Gangs, Globalization, and Critical Security Studies: Teaching Counternarratives to Public Audiences

Authors

  • Susan Phillips Temple University Press

DOI:

https://doi.org/10.15367/kf.v2i2.73

Abstract

Working on gang issues as a whole demands that I, as a scholar, engage different scales that collapse individual and community, local and global, and that make action and study into indistinguishable partners. It is not just that we need to facilitate one woman’s path toward finding an academic who will help her husband and their family; we need to work on the bigger thing and ask the Department of State to hold itself to at least the same (flawed) standards as domestic law enforcement regarding the use of tattoos to determine gang affiliation.

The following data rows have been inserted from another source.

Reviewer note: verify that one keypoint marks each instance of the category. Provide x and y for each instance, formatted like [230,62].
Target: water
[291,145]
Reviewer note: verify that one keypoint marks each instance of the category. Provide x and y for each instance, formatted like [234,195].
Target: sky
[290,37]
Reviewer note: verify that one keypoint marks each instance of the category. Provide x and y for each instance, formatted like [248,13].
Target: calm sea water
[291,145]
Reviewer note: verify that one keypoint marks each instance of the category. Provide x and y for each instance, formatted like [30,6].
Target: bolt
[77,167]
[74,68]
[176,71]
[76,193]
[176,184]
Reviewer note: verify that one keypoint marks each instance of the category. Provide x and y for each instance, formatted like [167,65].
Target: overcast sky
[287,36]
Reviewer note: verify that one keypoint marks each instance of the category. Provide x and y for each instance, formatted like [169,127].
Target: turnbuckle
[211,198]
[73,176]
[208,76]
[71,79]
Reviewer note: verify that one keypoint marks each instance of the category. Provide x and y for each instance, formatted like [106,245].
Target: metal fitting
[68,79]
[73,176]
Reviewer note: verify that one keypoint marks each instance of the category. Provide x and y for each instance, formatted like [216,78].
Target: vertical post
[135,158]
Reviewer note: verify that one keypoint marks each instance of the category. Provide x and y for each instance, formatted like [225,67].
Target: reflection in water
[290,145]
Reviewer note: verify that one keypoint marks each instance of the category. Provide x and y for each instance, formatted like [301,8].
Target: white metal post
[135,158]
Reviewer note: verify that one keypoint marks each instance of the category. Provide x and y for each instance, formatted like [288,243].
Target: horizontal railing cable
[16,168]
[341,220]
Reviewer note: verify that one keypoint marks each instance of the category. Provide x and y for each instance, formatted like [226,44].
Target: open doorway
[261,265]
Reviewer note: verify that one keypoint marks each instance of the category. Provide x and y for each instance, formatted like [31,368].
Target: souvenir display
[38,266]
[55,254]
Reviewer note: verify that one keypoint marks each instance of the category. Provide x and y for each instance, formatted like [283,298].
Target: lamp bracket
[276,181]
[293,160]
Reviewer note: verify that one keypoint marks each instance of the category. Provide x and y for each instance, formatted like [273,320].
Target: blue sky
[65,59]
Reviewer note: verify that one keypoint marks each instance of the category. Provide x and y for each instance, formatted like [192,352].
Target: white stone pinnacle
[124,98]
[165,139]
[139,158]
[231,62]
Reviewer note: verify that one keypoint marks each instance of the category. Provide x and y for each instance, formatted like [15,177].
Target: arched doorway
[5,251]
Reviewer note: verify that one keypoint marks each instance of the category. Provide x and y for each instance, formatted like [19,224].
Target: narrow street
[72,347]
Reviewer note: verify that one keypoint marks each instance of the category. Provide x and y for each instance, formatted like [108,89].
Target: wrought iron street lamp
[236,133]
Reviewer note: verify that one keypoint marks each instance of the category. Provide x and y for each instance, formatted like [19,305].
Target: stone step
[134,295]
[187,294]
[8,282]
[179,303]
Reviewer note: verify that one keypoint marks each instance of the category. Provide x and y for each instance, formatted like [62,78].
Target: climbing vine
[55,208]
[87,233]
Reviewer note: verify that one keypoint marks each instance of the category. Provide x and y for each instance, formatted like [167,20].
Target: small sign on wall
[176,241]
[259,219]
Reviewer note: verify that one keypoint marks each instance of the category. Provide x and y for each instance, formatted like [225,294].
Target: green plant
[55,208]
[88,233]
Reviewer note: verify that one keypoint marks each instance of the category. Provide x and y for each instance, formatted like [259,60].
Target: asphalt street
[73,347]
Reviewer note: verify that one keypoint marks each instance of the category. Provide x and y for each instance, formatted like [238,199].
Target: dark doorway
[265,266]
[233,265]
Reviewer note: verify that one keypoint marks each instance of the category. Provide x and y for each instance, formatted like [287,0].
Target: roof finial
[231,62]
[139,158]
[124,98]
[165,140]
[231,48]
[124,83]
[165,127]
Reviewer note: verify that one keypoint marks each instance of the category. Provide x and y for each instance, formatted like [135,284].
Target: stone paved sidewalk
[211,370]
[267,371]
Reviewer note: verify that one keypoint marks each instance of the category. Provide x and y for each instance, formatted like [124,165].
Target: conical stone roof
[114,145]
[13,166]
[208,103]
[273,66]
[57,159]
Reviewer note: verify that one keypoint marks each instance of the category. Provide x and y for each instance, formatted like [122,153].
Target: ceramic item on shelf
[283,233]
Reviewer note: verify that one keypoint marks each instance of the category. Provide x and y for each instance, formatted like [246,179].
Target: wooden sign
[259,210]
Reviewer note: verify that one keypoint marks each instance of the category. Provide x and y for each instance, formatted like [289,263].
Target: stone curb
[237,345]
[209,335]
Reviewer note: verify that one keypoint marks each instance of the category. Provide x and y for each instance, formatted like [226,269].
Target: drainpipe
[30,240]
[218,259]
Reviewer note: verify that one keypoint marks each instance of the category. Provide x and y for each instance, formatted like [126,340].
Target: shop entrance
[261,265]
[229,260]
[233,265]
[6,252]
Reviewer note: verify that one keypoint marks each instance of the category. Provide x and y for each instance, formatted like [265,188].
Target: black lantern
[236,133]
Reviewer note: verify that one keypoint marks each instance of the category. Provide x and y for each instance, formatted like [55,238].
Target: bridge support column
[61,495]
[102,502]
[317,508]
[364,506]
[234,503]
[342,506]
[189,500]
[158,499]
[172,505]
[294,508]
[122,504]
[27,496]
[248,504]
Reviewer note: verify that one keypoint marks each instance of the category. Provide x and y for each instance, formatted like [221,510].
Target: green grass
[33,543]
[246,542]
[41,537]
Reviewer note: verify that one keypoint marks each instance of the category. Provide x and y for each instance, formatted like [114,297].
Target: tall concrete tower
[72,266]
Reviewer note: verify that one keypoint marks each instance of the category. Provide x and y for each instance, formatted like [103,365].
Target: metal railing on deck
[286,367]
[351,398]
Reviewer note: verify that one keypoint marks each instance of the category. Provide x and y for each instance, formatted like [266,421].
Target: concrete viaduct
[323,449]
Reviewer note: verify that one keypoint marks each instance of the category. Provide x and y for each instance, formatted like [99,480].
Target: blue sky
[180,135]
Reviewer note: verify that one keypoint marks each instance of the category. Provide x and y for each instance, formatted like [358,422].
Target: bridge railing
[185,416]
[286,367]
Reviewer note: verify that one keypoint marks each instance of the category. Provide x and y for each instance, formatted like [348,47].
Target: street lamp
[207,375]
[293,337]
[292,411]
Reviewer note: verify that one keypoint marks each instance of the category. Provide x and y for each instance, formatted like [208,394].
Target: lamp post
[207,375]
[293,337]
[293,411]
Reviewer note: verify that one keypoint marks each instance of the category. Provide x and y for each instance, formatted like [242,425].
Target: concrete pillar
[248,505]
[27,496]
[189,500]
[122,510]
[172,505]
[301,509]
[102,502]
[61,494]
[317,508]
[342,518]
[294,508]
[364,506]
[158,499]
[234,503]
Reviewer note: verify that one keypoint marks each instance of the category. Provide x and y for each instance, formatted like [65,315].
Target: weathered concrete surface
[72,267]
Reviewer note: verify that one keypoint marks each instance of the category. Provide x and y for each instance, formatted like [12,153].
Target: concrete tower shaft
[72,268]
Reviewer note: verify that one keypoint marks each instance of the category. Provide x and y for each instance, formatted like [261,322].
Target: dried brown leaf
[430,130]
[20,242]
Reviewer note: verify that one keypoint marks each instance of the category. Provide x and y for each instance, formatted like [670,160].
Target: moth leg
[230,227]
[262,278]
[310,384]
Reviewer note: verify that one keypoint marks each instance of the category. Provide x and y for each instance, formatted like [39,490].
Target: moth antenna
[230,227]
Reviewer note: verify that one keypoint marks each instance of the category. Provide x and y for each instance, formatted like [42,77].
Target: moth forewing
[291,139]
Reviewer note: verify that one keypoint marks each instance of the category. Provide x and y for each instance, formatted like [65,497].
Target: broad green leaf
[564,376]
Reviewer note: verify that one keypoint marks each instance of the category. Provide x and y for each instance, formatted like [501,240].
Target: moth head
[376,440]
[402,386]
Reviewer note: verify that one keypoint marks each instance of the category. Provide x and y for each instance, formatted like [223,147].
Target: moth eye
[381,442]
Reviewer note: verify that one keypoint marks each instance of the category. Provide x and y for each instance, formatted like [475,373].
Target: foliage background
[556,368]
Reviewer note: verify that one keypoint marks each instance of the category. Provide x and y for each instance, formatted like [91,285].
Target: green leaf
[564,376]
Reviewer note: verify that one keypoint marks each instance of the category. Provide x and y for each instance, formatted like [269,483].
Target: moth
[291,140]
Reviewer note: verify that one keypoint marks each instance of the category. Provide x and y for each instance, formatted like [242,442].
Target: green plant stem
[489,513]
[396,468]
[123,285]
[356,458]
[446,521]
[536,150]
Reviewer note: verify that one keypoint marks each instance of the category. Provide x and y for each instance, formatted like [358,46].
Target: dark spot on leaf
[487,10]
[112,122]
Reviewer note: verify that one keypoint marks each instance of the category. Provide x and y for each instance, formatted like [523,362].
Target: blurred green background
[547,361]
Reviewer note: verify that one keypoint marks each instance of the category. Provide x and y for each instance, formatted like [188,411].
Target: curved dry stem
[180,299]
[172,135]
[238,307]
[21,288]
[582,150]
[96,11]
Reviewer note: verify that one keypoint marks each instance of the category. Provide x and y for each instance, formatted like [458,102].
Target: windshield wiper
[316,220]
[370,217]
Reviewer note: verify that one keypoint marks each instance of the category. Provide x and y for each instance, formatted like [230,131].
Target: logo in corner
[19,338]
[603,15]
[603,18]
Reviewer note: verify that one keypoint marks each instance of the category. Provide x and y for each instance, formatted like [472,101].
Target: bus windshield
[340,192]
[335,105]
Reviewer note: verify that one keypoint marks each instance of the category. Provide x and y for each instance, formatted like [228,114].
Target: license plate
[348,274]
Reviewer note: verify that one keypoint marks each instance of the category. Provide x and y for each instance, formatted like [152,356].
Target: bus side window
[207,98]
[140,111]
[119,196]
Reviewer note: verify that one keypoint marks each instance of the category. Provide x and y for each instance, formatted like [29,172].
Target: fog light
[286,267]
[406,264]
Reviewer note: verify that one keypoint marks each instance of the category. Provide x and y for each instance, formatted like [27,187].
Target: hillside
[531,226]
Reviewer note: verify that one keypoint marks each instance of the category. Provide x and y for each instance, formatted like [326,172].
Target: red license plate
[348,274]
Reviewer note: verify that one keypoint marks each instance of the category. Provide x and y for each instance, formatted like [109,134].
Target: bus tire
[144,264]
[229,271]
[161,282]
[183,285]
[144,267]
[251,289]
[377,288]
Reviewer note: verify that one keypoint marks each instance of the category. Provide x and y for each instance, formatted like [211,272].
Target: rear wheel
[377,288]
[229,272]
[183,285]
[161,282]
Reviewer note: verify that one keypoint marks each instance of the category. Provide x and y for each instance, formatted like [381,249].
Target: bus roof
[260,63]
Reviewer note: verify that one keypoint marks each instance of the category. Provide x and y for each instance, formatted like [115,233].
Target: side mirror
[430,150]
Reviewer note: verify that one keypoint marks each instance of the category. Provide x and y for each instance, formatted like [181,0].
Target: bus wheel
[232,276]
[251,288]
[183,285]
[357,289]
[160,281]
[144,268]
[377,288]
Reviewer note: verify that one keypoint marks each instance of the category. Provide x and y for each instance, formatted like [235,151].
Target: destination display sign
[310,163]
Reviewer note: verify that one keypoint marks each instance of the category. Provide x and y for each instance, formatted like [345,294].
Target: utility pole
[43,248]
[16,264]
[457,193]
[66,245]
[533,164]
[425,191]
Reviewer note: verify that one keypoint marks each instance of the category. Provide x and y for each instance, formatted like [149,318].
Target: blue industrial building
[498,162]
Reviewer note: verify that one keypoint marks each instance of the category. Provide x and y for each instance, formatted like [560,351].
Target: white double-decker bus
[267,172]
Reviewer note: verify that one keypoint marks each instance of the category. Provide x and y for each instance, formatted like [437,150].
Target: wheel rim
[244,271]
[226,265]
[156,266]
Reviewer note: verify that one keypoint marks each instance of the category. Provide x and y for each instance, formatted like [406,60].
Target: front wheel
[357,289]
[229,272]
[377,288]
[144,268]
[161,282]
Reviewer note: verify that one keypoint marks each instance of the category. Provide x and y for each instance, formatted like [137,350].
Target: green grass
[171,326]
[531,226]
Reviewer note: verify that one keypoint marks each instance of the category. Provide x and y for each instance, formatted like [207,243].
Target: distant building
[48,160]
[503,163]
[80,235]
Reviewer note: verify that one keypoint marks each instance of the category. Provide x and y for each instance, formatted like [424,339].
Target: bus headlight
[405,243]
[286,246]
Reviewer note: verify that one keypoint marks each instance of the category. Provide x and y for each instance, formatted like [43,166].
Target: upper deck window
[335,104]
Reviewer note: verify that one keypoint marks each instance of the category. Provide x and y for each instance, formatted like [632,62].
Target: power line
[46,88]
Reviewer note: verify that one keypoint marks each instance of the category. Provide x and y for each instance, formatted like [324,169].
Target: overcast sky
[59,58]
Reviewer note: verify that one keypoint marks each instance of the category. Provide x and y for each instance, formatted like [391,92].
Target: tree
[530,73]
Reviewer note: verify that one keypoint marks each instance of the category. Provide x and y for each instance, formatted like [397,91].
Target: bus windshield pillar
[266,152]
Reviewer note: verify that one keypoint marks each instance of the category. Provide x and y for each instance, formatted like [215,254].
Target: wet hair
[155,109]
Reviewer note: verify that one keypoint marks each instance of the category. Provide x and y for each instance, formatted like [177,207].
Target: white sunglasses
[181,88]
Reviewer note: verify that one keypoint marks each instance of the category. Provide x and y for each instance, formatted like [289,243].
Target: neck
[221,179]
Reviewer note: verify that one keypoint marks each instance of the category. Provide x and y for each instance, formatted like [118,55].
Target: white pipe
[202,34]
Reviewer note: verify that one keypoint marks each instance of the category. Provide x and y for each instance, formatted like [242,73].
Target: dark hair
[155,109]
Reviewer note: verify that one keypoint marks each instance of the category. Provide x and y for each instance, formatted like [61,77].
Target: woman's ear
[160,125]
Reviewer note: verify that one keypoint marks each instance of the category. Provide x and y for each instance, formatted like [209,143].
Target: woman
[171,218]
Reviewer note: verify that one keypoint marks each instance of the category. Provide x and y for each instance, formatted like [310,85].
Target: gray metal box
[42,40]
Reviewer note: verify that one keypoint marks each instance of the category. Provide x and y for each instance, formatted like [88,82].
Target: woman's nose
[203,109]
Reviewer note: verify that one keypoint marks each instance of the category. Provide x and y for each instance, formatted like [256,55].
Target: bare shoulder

I do not know if this particular push will be successful, because of the heightened security that I discuss below. But being involved in the struggle is itself transformative, because it creates new narrative threads and strengthens possibilities and openings that can lead to change. Sanyika Shakur, also known as Monster Kody, is a former gang member who wrote, “I am a gang expert—period. There are no other gang experts except participants.” His assertion raises a bigger question about study and embodied identity. Whether or not expertise exists in the manner that Shakur is talking about, the need for “expertise” as a putative legal category is evident in the many intersections of gang membership and the law, which are increasingly playing out on transnational stages like the one between the United States and Mexico. The question then becomes how an academic can use purported “expertise” without strengthening the oppressive systems that created those categories in the first place.